When time seemed to slow down, it seemed that it was slower, not that I was faster. It seemed that my opponent was slower. I've also experienced time as a very fast thing, when my coil is very fast. My uncoil is very fast. They are not unrelated. You can certainly coil fast and uncoil slowly, and coil slowly and uncoil fast. We have all experienced being rushed. And rushing ourselves in time on any day/shot. The best coil fast and wait, and uncoil fast. They only have one speed to learn, one speed to defend, one speed to worry about: fast. Coil fast and wait fast. Uncoil fast. Recover fast. Move to ball fast. Etc. fast. Run around your back hand fast. Hit only forehands fast. Learn one thing and do it well fast. Speed is coachable to a degree. Is time coachable? Is the zone? How much of the zone occurs due to self belief? Mentor suggestions? And our experience of time/energy within our own bodies. For most, it's just an accident, and for some, it's a daily occurrence.

Those who focus on speeding up their felt energy inside their own bodies have more of a chance of replicating dominant play.

boramiNYC 11-05-2012 03:37 PM

you might wanna use a word with more concrete meaning than energy in your explanation.

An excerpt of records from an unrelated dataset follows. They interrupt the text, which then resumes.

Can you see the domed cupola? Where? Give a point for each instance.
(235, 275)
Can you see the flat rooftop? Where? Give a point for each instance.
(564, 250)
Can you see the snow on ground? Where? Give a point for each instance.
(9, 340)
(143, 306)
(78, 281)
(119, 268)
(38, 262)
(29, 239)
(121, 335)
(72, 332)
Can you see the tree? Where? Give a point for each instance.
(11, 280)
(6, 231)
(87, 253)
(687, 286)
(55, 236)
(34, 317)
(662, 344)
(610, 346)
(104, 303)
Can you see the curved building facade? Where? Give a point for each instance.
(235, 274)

I assume many including me isn't quite clear how to understand that meaning which seems central to your perspective.

pvaudio 11-05-2012 04:38 PM

Quote:

Originally Posted by boramiNYC (Post 6997142)
you might wanna use a word with more concrete meaning than energy in your explanation. I assume many including me isn't quite clear how to understand that meaning which seems central to your perspective.

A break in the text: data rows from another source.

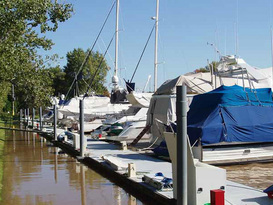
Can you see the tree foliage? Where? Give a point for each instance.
(95, 61)
(24, 24)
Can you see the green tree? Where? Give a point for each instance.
(95, 61)
(24, 24)
(58, 77)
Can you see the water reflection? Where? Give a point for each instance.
(35, 172)
(258, 175)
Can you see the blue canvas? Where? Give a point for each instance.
(231, 114)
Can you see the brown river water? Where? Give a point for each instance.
(257, 175)
(35, 173)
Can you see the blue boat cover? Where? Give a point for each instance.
(231, 114)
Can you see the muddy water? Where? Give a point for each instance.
(35, 173)
(258, 175)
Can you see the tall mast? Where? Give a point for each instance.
(156, 42)
(115, 77)
(271, 32)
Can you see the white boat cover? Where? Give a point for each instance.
(162, 108)
(139, 99)
(228, 75)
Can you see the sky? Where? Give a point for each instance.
(185, 27)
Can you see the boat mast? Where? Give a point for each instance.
(271, 32)
(115, 77)
(156, 42)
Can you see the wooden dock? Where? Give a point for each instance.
(99, 151)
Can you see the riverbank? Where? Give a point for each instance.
(2, 138)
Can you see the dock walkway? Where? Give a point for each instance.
(235, 193)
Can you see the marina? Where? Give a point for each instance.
(85, 132)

I don't really understand what he's talking about now, I was just posting some theory on how strokes are learned and can break down haha.

kiteboard 11-05-2012 07:43 PM

Energy felt inside the body isn't just force applied to shots, through upper/lower body uncoils, it's tinged with emotion/s, fumbling/learning shots, psych/fear/confidence cocktails, and technical skill/lack of. Intention and fear guides/controls all force in athletic action. There is the over riding intention to not lose, to hit/play well, but it's often blocked by many interior and exterior issues. Some energy is exterior. From opponent/ psyches and shots, from the onlookers, from the weather, sun, etc.

At any time fear can poison our clean adrenalized energy, and turn adrenaline into a negative, blocking force which blocks energy, instead of aiding it. So what makes adrenaline positive and negative, and what makes energy positive and negative? We can still miss shots no matter what type of internal energy we are using. Fearful energy causes more errors, and positive energy ignores them. You just know you are going to play/move/hit well no matter the mistakes, versus fearing. Some call it self belief, but it's really creating a future reality by visualizing it, knowing it will occur regardless of blockages.


Most energy we feel is interior, inside us, and it determines mostly whether we learn, play well, adjust, or not. It's more than just neurons firing, and so is will. So is desire. So is intention. These exist inside and outside of ourselves simultaneously.